Найдя в какой-то букинистической лавке томик «Чернильного сердца», Мортимер в надежде вернуть жену назад начал читать книгу вслух. Однако вместо них из книжки является эгоистичный герой – огнеглотатель по кличке Пыльнорук. Мечтая вернуться назад, он втягивает Мо с дочерью в новый сказочно-приключенческий переплёт. Аналогичные, при всей неожиданности, переплеты и в других (ещё не экранизированных) романах Функе «чернильной трилогии» – «Чернильное заклятие» и «Чернильная смерть».
Построение сверхтекста не напоминает ли чем-то соединение в кадре разных персонажей из подходящих книг с позволением им взаимодействовать? Недавно я с большим удовольствием не то чтобы заглянул – погрузился, нырнул с головой в книгу-«чернильницу» Ольги Богдановой «Петербургский текст (вторая половина XX века)». СПб.: Алетейя, 2023.
Такой перенос возникает при знакомстве с первой же из шести «именных» глав книги, посвященной Петербургу Андрея Битова.

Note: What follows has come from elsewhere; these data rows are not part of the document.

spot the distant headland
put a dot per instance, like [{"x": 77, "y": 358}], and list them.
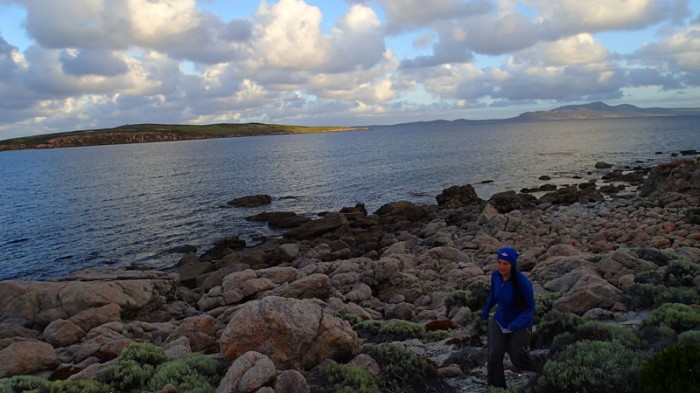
[{"x": 143, "y": 133}]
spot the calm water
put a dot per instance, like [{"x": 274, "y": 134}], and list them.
[{"x": 67, "y": 209}]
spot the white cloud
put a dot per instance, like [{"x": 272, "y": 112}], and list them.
[{"x": 579, "y": 49}]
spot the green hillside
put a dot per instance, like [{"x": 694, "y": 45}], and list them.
[{"x": 144, "y": 133}]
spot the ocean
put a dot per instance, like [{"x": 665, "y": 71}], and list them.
[{"x": 68, "y": 209}]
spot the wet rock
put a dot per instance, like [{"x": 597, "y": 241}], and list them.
[
  {"x": 293, "y": 333},
  {"x": 250, "y": 201},
  {"x": 27, "y": 357}
]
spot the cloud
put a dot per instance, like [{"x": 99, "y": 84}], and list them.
[
  {"x": 579, "y": 49},
  {"x": 680, "y": 51},
  {"x": 93, "y": 62}
]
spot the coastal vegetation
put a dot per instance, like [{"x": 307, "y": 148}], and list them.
[
  {"x": 382, "y": 303},
  {"x": 144, "y": 133}
]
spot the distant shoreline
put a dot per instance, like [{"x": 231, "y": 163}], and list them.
[
  {"x": 150, "y": 133},
  {"x": 147, "y": 133}
]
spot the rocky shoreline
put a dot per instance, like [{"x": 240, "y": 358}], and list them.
[{"x": 345, "y": 284}]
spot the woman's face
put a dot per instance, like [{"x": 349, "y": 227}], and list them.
[{"x": 504, "y": 268}]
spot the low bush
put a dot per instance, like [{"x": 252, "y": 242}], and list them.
[
  {"x": 691, "y": 336},
  {"x": 675, "y": 369},
  {"x": 396, "y": 330},
  {"x": 399, "y": 366},
  {"x": 23, "y": 383},
  {"x": 474, "y": 296},
  {"x": 692, "y": 215},
  {"x": 551, "y": 325},
  {"x": 544, "y": 302},
  {"x": 596, "y": 331},
  {"x": 676, "y": 316},
  {"x": 80, "y": 386},
  {"x": 143, "y": 353},
  {"x": 592, "y": 366},
  {"x": 194, "y": 373},
  {"x": 347, "y": 379}
]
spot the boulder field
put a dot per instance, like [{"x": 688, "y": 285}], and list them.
[{"x": 274, "y": 311}]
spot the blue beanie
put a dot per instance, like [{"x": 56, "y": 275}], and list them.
[{"x": 510, "y": 255}]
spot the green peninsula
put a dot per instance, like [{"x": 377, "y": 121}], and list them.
[{"x": 144, "y": 133}]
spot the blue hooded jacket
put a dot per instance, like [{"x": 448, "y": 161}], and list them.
[{"x": 508, "y": 314}]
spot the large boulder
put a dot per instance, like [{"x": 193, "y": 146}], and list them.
[
  {"x": 26, "y": 357},
  {"x": 250, "y": 201},
  {"x": 456, "y": 196},
  {"x": 34, "y": 303},
  {"x": 293, "y": 333},
  {"x": 247, "y": 374},
  {"x": 315, "y": 228}
]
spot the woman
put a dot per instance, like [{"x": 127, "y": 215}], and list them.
[{"x": 509, "y": 329}]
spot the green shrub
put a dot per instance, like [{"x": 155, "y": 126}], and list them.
[
  {"x": 681, "y": 273},
  {"x": 690, "y": 336},
  {"x": 692, "y": 215},
  {"x": 126, "y": 375},
  {"x": 676, "y": 316},
  {"x": 348, "y": 379},
  {"x": 657, "y": 256},
  {"x": 143, "y": 353},
  {"x": 458, "y": 299},
  {"x": 643, "y": 296},
  {"x": 193, "y": 373},
  {"x": 437, "y": 335},
  {"x": 399, "y": 330},
  {"x": 352, "y": 318},
  {"x": 674, "y": 369},
  {"x": 592, "y": 366},
  {"x": 23, "y": 383},
  {"x": 551, "y": 325},
  {"x": 396, "y": 330},
  {"x": 400, "y": 366},
  {"x": 79, "y": 386},
  {"x": 597, "y": 331},
  {"x": 544, "y": 302}
]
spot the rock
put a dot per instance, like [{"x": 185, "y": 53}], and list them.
[
  {"x": 27, "y": 357},
  {"x": 402, "y": 310},
  {"x": 222, "y": 248},
  {"x": 315, "y": 228},
  {"x": 315, "y": 286},
  {"x": 458, "y": 196},
  {"x": 32, "y": 303},
  {"x": 61, "y": 333},
  {"x": 280, "y": 219},
  {"x": 200, "y": 332},
  {"x": 291, "y": 381},
  {"x": 247, "y": 374},
  {"x": 191, "y": 272},
  {"x": 508, "y": 201},
  {"x": 394, "y": 212},
  {"x": 250, "y": 201},
  {"x": 96, "y": 316},
  {"x": 293, "y": 333},
  {"x": 288, "y": 252}
]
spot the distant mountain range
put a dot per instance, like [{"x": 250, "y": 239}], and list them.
[
  {"x": 142, "y": 133},
  {"x": 600, "y": 110}
]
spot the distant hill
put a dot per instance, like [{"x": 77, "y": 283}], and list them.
[
  {"x": 143, "y": 133},
  {"x": 600, "y": 110}
]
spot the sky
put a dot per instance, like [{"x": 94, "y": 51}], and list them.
[{"x": 82, "y": 64}]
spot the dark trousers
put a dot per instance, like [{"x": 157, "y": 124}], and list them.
[{"x": 515, "y": 343}]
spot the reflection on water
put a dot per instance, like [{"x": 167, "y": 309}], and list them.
[{"x": 67, "y": 209}]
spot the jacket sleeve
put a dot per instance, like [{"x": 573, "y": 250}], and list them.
[
  {"x": 490, "y": 303},
  {"x": 524, "y": 319}
]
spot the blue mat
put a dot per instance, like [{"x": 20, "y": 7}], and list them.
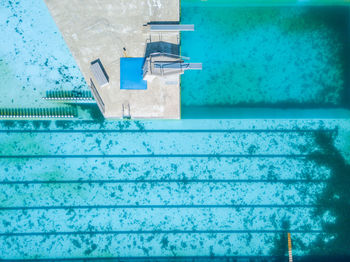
[{"x": 131, "y": 74}]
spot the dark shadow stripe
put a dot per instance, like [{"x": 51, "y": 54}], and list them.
[
  {"x": 125, "y": 232},
  {"x": 159, "y": 206},
  {"x": 170, "y": 131},
  {"x": 184, "y": 181},
  {"x": 161, "y": 156}
]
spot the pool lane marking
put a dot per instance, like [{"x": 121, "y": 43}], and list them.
[
  {"x": 173, "y": 131},
  {"x": 184, "y": 181},
  {"x": 162, "y": 156},
  {"x": 290, "y": 248},
  {"x": 189, "y": 206}
]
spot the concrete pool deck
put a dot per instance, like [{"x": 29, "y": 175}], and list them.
[{"x": 101, "y": 30}]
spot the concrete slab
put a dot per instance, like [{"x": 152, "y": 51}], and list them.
[{"x": 101, "y": 30}]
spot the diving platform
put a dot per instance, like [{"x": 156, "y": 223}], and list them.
[{"x": 170, "y": 27}]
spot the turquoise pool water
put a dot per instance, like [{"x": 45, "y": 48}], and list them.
[
  {"x": 140, "y": 189},
  {"x": 265, "y": 56}
]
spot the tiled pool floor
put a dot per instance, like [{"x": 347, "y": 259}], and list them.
[{"x": 184, "y": 188}]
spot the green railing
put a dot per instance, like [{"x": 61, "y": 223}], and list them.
[{"x": 58, "y": 112}]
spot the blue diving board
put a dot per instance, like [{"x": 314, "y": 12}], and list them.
[{"x": 131, "y": 74}]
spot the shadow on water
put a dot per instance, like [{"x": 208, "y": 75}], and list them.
[{"x": 334, "y": 200}]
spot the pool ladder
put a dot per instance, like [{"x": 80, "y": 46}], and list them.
[{"x": 69, "y": 96}]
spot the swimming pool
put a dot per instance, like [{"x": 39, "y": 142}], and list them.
[{"x": 194, "y": 188}]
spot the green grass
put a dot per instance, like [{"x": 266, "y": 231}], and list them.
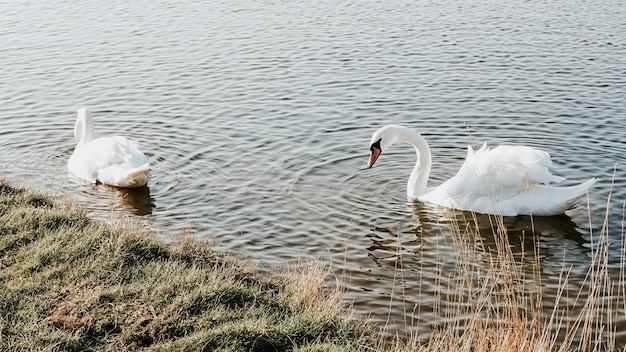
[{"x": 68, "y": 283}]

Его персональный Петербургский текст в существенной части своей представляет собой «текст запущенной чернильницы», перелетая из одного произведения в другое, пока в рассказе «Бездельник» не обнаруживается некая «иерархия чернильниц». «Есть чернильница-шеф, вы представляете, даже выражение у шефа на лице такое же! Есть чернильница-зам. Кажется, и нет разницы, тоже роскошная, а все – таки – зам. И так далее, и так далее, ниже и ниже. То есть просто, наверное, промышленности трудно справляться с таким обширным ассортиментом, чтобы каждому чернильницу по чину. Ведь даже промышленность такая есть, вот в чем ужас! Есть и самая ненавистная мне чернильница – руководитель. Ничего нет хуже средних чернильниц! Весь ужас чернильниц-черни и чернильниц – бояр соединился в ней. Да что говорить! Даже в красном уголке есть своя красная чернильница…». Вероятно, из такой «океанической» структуры «чернильницы» и возникла формула «текст как текст», как называется одна из книг «позднего» Битова. Тогда как для раннего «текст есть подтекст», поскольку, как отмечает Ольга Богданова, ранний герой Битова не равен самому себе, жизнь его «краденая», «вариации на тему», идеал его подвижен и неустойчив, его внешность аморфна и текуча. Отмечается, что шекспировская («английская») формула «жизнь – театр» превращается в «русскую версию» «жизнь – литература», представляя собой эмпирическую (битовскую) реализацию формулы Ж. Дерриды «мир как текст». Наиболее масштабно действие такого принципа демонстрируется, конечно, посредством паратекстуального характера построения романа «Пушкинский дом» (через посредство связи текста с заглавием, эпиграфом, комментарием и др.) и, в частности, через осмысление связи текста с «формой» и «содержанием» оглавления. Т. е. в чернильных зеркалахВторая глава посвящена «бытовому артистизму Сергея Довлатова»,
с каковым этот писатель приобщился к такой ментальной сущности, как Петербургский текст. Писатель создает в этом тексте «театр одного рассказчика» с равноправными ролями рассказчика и героя, традиционная петербургская «малость» которого заключается «не в его социальном положении (дворник или ассенизатор), не в «низости» его происхождения (что нередко как раз наоборот в жизни такого типа персонажей), а в убогости его сегодняшнего положения, в сознательном ограничении своей гражданской активности». Стилевой изыск и артистизм, ироничность и легкость повествования с конфликтом между тем, «что» изображается, и тем, «как» это делается, с одной стороны и противостоящие всему этому абсурду бытия выверенность слова, гармония фразы, ясность и простота выражения, продуваемы устойчивым сквозняком Петербургского текста. Довлатовская интертекстема «пушкинский заповедник», изначально программирует экспликацию от литературных связей и параллелей, затекстовых аллюзий и реминисценций, внутритекстовых отсылок и цитаций, a priori настраивая на множественность литературных перекличек, должных возникнуть в тексте Довлатова и ориентированных (в первую очередь) на творчество «нашего все» Пушкина и делает это не менее последовательно, как битовская итертекстема «Пушкинский дом».